C’est pourquoi Valve a surtout insisté sur le lifting visuel de ce nouveau volet, avec des couleurs moins ternes, de nouveaux éclairages, de textures plus détaillées ou une meilleure modélisation de la fumée… Les niveaux emblématiques, comme « Dust II » ou « Mirage », sont embellis mais ne changent pas ; modifier leurs agencements serait aussi perturbant pour un joueur que de déplacer les lignes ou les dimensions d’un terrain de football avant une nouvelle saison.
Un souci de fidélité qui a assuré la pérennité de la série, mais qui la rend aussi rigide. Il lui est difficile de s’adapter face aux innovations de ses rivaux, comme PUBG : Battleground (2017) et son addictif principe du « battle royale », dans lequel cent joueurs s’affrontent sur une île, ou le dynamisme de Valorant (2020), plus accessible pour les jeunes joueurs. En 2019, Minh Le confiait même avoir bridé sa créativité par crainte « d’offusquer la communauté ». Il a d’ailleurs quitté Valve en 2006 pour s’adonner à de nouveaux projets.

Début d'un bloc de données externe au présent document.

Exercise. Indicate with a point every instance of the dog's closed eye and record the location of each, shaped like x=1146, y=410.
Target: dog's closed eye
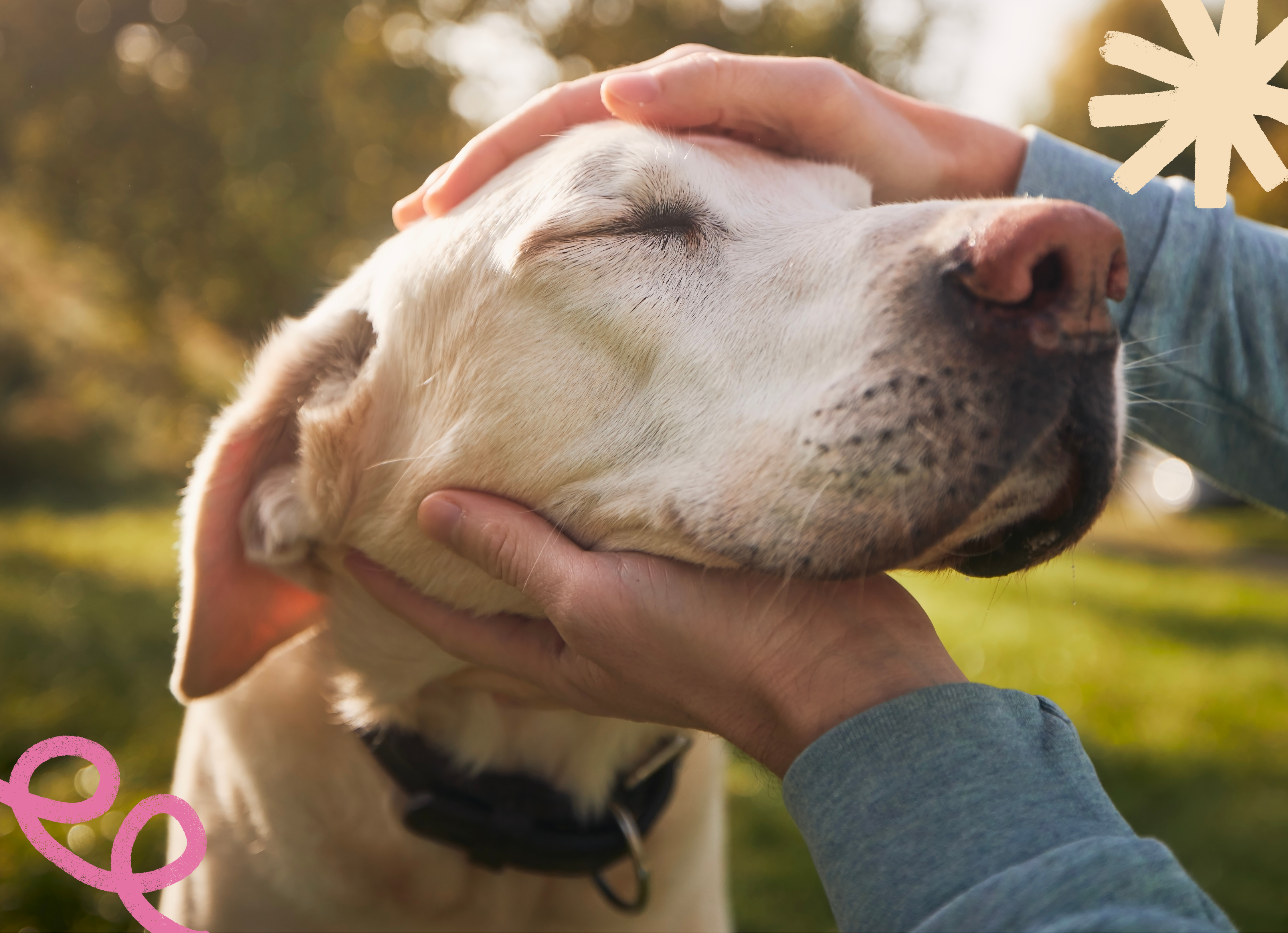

CS : GO a tout de même connu une transformation majeure, en 2013, avec l’introduction de la mécanique des skins (« peaux »). Sans impact sur la façon de jouer, ces objets cosmétiques virtuels – armes ou équipement d’apparences variées – peuvent être achetés ou revendus avec de l’argent réel. En plus des as de la gâchette, l’auguste jeu de tir attire désormais les collectionneurs et les spéculateurs ; certains objets s’échangent à prix d’or, comme l’édition la plus rare du fusil AWP Dragon Lore (plus de 400 000 dollars), ou la version dite « Blue Gem » du couteau Karambit (1,5 million de dollars). De coûteux équipements que les joueurs de CS : GO verront bien sûr basculer automatiquement vers CS2 : le tireur embusqué n’a pas pour mission de tuer la poule aux œufs d’or.